- Born: 1981 (age 44–45) Kansas City, Missouri, U.S.
- Education: BFA, Otis College of Art and Design (2005); MFA, ArtCenter College of Design (2022)
- Known for: Painting
- Movement: Contemporary art

= Angeline Rivas =

American contemporary painter (born 1981)

Angeline Rivas (born 1981) is an American painter based in Los Angeles whose airbrushed compositions merge mysticism, color theory, and California counterculture.

== Career and work ==
Rivas works primarily with airbrush on wood panel and canvas, creating layered compositions in fluorescent gradients of color. Her paintings often combine smooth, glowing atmospheres with abrupt interruptions—marks of tape, hand-drawn graffiti, or faint residue from previous layers—revealing the physical process beneath their polished surfaces. These traces introduce a tension between illusion and materiality, evoking both visionary experience and human fallibility.
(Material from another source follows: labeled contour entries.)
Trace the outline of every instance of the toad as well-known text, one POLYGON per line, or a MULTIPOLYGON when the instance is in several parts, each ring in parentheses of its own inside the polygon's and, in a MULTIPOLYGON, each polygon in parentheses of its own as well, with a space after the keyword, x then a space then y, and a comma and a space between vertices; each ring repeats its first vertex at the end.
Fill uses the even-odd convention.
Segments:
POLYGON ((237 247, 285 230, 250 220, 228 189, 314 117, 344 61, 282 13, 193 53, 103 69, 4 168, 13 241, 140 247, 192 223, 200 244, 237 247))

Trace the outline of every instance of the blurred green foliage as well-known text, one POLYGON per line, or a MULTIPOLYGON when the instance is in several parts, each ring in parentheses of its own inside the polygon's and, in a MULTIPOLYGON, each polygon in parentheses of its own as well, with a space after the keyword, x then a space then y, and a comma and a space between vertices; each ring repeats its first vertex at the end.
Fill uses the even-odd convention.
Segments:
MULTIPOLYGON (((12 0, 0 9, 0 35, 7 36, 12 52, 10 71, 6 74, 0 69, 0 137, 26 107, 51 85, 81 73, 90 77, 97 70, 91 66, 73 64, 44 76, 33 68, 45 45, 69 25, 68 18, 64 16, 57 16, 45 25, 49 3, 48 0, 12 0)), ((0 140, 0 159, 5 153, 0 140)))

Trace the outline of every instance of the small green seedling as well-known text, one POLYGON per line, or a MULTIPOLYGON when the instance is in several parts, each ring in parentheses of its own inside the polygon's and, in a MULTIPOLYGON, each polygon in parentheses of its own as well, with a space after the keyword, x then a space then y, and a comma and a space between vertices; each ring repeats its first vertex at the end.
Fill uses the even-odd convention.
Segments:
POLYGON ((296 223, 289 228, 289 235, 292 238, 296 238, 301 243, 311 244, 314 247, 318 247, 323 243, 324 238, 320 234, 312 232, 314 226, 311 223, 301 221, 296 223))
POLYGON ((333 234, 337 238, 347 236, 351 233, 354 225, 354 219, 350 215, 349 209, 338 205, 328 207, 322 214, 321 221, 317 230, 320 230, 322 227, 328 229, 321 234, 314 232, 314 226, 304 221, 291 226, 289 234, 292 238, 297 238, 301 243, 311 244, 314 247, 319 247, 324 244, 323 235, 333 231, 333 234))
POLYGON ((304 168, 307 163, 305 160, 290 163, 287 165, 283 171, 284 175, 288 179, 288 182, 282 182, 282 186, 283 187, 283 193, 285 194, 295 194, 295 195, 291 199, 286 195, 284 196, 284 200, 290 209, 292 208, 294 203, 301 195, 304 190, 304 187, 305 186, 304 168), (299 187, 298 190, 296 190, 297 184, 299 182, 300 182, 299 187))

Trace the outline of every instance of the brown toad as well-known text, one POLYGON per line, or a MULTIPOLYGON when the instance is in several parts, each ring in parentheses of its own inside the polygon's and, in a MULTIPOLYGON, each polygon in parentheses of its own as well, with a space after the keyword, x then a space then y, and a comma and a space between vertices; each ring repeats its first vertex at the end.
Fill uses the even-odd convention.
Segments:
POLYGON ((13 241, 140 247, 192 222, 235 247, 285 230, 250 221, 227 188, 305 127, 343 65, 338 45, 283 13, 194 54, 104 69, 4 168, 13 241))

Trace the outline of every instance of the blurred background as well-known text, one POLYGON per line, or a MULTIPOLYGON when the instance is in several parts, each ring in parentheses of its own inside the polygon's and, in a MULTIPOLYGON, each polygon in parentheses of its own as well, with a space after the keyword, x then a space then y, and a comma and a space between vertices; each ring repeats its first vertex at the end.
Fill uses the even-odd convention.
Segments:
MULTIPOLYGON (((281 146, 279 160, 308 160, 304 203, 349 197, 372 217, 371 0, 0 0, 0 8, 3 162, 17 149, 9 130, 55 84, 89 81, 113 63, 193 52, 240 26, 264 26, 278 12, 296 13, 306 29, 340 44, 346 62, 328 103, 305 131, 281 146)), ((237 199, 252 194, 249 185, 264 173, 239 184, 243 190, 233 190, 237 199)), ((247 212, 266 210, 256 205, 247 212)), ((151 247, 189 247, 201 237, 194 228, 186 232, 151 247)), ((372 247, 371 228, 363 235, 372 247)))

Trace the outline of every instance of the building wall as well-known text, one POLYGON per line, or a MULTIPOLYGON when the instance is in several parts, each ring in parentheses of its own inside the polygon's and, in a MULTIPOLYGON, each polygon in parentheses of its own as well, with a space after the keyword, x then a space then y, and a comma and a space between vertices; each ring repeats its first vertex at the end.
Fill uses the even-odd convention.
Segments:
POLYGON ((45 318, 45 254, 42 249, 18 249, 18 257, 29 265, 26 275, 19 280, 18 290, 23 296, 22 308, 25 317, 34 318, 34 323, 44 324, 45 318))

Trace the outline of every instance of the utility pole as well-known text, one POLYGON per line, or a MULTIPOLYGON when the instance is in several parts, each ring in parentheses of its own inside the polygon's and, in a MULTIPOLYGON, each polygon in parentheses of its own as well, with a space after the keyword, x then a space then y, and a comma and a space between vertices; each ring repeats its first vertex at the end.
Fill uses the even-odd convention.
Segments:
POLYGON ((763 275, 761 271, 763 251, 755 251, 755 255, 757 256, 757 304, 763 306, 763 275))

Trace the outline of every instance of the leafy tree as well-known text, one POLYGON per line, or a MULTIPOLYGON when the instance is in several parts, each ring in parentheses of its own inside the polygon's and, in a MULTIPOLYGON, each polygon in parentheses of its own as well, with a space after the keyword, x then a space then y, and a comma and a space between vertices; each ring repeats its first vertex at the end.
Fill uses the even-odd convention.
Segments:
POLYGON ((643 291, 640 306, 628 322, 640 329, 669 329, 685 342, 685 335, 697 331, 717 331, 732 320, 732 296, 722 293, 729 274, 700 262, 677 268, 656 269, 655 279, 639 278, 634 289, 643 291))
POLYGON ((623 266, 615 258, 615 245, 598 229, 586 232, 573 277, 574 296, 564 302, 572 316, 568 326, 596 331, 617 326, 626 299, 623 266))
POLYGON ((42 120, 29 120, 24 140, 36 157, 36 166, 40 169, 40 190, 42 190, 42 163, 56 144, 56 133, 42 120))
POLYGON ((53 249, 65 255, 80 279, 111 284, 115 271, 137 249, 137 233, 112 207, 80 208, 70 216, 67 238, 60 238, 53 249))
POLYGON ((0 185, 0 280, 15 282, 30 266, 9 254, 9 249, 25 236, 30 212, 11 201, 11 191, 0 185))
Her imagery draws upon a broad range of references, including Californian new-age philosophies, cosmic symbolism, and apocalyptic imagination. The work explores how spiritual or transcendental ideals can mutate into aesthetic experience, using light and color to visualize states of energy, faith, and collapse. Critics have associated her practice with the transcendental abstraction of Agnes Pelton, the feminist exuberance of Judy Chicago, and the pop cosmologies of Kenny Scharf, while noting her distinct synthesis of mysticism and material critique.

== Selected press ==
- "Best in Show: Artillery 2023 Top Ten," Artillery, 2023.
- "The Best Booths at Felix LA 2024," ARTnews, 2024.
- "Stars Aligning: When Art Meets Astrology," Art Basel News, 2023.